LightRNN: Memory and Computation-Efficient Recurrent Neural Networks

Authors: Xiang Li, Tao Qin, Jian Yang, Tie-Yan Liu

NeurIPS 2016 | Conference PDF | Archive PDF | Plain Text | LLM Run Details

Reproducibility Variable Result LLM Response
Research Type Experimental We evaluate Light RNN using the language modeling task on several benchmark datasets. The experimental results show that Light RNN achieves comparable (if not better) accuracy to state-of-the-art language models in terms of perplexity, while reducing the model size by a factor of up to 100 and speeding up the training process by a factor of 2.
Researcher Affiliation Collaboration Xiang Li1 Tao Qin2 Jian Yang1 Tie-Yan Liu2 1Nanjing University of Science and Technology 2Microsoft Research Asia
Pseudocode No The paper describes procedures and algorithms textually and with figures, but does not include structured pseudocode or an algorithm block with explicit labels like 'Algorithm'.
Open Source Code No Fourth, we are cleaning our codes and will release them soon through CNTK [27].
Open Datasets Yes We used all the linguistic corpora from 2013 ACL Workshop Morphological Language Datasets (ACLW) [4] and the One-Billion-Word Benchmark Dataset (Billion W) [5] in our experiments.
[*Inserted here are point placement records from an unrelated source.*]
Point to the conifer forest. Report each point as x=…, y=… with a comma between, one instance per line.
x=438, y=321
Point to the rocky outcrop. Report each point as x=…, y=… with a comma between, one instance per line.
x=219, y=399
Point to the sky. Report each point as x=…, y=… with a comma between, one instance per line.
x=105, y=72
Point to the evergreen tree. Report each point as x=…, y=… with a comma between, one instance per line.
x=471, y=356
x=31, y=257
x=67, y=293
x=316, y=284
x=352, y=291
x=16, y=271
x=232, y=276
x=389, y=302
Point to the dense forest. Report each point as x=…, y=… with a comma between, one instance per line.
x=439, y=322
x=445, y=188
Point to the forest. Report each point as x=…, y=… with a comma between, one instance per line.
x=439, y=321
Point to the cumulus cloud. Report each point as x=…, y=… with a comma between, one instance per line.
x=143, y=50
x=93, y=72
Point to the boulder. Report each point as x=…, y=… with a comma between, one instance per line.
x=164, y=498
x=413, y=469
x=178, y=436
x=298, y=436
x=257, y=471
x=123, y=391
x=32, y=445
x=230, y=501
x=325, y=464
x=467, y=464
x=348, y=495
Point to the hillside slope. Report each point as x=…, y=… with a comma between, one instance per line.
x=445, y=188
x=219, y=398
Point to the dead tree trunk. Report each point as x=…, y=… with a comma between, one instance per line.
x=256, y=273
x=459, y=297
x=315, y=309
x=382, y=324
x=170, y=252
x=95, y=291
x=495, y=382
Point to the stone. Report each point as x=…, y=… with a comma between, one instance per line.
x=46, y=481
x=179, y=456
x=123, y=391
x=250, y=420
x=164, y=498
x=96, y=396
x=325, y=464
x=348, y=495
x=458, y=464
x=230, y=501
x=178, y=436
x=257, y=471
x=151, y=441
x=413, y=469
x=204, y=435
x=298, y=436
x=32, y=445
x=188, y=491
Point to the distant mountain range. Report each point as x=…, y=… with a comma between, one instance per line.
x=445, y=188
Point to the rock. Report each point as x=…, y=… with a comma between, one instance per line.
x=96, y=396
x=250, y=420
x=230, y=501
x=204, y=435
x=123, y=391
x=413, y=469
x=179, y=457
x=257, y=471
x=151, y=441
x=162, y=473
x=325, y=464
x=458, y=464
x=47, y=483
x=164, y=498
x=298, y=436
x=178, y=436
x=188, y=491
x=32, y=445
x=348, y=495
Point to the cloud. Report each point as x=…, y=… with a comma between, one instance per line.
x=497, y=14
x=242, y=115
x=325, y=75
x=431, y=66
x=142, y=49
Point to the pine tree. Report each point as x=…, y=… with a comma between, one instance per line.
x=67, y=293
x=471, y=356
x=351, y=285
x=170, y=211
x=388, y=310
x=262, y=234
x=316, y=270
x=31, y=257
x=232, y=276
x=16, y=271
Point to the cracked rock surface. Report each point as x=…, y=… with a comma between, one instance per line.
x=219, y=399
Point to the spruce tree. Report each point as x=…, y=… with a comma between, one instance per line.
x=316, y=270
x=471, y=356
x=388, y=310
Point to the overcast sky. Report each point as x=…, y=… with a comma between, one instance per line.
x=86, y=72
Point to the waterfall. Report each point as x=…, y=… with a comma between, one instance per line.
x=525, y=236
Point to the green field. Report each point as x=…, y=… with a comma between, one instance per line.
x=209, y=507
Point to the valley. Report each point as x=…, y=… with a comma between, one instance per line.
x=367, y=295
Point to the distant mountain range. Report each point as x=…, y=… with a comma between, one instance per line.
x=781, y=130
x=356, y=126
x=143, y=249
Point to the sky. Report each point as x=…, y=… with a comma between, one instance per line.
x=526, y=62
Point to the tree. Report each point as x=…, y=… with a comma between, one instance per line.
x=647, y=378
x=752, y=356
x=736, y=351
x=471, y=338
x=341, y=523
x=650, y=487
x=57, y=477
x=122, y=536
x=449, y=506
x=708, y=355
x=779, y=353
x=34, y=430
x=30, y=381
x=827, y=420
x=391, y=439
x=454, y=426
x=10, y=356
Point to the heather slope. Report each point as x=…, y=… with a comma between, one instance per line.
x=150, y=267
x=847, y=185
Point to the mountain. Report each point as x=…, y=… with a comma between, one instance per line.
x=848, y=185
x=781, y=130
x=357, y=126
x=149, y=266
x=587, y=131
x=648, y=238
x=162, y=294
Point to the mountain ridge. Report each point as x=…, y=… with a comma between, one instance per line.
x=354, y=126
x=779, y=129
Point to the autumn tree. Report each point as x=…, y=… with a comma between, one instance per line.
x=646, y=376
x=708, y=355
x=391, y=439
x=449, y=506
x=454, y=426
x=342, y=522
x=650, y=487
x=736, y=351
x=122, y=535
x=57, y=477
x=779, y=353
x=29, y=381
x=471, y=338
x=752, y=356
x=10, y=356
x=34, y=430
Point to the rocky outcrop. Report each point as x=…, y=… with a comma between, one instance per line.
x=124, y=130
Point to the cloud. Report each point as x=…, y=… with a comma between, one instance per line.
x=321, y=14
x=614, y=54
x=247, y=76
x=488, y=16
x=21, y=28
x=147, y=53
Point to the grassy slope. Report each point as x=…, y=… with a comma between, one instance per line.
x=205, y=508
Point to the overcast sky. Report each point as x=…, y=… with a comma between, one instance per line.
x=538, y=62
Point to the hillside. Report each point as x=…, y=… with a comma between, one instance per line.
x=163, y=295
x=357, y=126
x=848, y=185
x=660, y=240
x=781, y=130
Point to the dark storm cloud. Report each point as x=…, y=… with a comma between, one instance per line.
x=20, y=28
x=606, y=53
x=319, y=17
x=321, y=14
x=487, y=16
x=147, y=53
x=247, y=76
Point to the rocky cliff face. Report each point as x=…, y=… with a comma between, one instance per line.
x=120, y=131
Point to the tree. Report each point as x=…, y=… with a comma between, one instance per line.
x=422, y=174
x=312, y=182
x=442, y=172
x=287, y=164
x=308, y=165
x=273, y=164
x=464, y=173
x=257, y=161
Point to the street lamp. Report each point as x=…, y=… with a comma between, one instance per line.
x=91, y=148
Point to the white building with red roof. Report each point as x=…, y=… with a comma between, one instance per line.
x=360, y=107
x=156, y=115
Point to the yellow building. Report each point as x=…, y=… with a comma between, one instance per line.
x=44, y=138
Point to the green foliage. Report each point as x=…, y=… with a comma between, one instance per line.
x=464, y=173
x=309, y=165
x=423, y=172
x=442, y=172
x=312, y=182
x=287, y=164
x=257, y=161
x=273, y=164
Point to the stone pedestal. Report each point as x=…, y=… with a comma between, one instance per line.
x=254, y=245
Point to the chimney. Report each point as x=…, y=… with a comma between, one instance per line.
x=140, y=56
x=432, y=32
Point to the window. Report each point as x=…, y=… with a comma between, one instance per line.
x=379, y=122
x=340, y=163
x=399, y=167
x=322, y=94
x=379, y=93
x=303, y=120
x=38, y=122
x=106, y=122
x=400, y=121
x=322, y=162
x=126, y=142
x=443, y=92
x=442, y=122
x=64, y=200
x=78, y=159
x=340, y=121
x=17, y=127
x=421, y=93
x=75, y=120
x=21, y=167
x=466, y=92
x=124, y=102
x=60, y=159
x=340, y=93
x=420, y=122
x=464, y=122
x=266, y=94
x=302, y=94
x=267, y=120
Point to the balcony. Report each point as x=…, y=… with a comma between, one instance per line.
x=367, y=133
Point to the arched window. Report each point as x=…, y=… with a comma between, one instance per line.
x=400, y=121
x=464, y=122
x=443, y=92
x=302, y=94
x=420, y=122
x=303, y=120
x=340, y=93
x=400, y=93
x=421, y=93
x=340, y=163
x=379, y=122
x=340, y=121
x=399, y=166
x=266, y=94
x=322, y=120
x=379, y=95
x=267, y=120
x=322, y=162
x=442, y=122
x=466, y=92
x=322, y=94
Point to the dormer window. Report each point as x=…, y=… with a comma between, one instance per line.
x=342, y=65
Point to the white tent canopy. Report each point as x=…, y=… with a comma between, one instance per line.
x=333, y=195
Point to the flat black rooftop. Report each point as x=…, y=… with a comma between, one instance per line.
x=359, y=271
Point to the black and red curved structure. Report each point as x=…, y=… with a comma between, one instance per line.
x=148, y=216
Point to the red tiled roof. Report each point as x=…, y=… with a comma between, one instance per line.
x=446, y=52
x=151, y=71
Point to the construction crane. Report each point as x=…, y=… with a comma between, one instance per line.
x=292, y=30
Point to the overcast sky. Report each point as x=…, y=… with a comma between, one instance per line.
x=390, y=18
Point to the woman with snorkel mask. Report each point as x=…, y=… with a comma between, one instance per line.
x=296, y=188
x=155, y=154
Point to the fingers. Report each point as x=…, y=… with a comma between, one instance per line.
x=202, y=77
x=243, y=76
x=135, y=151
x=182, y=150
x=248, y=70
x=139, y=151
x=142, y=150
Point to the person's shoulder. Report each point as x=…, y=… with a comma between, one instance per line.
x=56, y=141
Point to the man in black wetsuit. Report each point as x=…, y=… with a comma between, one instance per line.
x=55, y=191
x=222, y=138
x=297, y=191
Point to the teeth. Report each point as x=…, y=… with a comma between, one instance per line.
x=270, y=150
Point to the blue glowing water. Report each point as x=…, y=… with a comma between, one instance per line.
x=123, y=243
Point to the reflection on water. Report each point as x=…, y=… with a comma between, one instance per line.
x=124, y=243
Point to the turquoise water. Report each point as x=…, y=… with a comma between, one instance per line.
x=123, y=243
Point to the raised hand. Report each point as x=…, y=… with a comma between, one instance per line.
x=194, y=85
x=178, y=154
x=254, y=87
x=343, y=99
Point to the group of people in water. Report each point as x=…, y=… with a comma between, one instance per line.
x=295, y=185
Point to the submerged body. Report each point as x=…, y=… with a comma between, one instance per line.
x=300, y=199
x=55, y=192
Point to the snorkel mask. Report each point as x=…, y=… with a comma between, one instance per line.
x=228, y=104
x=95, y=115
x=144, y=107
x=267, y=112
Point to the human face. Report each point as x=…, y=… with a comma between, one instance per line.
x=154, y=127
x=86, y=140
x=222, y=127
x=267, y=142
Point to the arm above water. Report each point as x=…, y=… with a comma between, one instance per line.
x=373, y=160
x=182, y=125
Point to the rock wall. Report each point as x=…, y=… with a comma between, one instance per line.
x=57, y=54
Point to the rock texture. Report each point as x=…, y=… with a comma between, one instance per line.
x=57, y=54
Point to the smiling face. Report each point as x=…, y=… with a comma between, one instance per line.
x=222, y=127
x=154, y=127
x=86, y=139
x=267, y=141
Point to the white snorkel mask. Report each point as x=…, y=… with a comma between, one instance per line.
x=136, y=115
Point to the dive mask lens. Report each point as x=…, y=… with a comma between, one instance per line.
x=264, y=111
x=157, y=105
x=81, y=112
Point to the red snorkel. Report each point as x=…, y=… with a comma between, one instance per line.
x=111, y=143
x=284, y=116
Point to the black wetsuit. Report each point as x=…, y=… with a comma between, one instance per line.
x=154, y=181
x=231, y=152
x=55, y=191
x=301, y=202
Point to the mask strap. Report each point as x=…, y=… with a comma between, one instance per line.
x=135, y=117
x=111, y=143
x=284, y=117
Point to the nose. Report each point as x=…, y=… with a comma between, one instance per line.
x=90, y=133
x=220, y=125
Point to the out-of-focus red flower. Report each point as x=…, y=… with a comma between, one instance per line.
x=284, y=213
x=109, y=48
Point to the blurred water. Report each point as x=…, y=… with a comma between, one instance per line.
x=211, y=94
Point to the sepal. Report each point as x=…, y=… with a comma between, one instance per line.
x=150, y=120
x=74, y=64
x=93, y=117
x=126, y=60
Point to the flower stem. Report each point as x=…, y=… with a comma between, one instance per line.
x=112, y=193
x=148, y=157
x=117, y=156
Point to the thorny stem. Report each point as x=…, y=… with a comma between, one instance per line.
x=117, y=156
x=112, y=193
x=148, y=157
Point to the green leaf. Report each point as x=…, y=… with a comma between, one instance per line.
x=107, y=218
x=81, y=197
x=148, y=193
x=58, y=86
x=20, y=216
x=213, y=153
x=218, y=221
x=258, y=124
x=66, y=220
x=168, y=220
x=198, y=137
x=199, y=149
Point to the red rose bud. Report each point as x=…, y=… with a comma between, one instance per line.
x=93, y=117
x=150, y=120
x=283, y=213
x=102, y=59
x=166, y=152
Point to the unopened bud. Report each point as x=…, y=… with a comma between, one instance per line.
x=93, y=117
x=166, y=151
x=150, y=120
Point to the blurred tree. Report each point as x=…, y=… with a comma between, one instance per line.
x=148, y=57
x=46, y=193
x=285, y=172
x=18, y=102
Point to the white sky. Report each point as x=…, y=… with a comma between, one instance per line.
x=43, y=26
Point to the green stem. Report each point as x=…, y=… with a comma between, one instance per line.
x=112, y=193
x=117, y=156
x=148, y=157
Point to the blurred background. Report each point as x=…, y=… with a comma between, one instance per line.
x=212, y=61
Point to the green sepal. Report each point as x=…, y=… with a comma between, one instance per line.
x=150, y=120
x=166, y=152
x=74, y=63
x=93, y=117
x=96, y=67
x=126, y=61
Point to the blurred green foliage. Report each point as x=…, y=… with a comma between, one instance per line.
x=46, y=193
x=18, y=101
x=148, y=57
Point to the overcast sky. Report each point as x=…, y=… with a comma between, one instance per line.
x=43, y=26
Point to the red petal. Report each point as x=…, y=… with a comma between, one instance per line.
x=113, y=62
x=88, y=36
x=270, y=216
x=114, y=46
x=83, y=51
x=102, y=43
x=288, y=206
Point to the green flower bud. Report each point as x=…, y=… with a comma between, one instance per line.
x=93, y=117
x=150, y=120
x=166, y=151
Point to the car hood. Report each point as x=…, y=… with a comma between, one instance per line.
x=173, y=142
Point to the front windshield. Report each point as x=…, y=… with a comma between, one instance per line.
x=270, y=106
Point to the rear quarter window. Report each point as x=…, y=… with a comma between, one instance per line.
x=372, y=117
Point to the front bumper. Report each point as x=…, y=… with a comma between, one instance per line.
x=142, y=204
The detailed information of these public datasets is listed in Table 1.
Dataset Splits Yes For the ACLW datasets, we kept all the training/validation/test sets exactly the same as those in [4, 13] by using their processed data 1. For the Billion W dataset, since the data2 are unprocessed, we processed the data according to the standard procedure as listed in [5]: We discarded all words with count below 3 and padded the sentence boundary markers <S>,< S>. Words outside the vocabulary were mapped to the <UNK> token. Meanwhile, the partition of training/validation/test sets on Billion W was the same with public settings in [5] for fair comparisons.
Hardware Specification Yes All the training processes were conducted on one single GPU K20 with 5GB memory.
Software Dependencies No The paper does not provide specific software dependencies with version numbers (e.g., Python 3.8, PyTorch 1.9). It mentions 'CNTK' in the context of future code release, but not as a versioned dependency for the experiments conducted.
Experiment Setup Yes We trained LSTM-based Light RNN using stochastic gradient descent with truncated backpropagation through time [10, 25]. The initial learning rate was 1.0 and then decreased by a ratio of 2 if the perplexity did not improve on the validation set after a certain number of mini batches. We clipped the gradients of the parameters such that their norms were bounded by 5.0. We further performed dropout with probability 0.5 [28].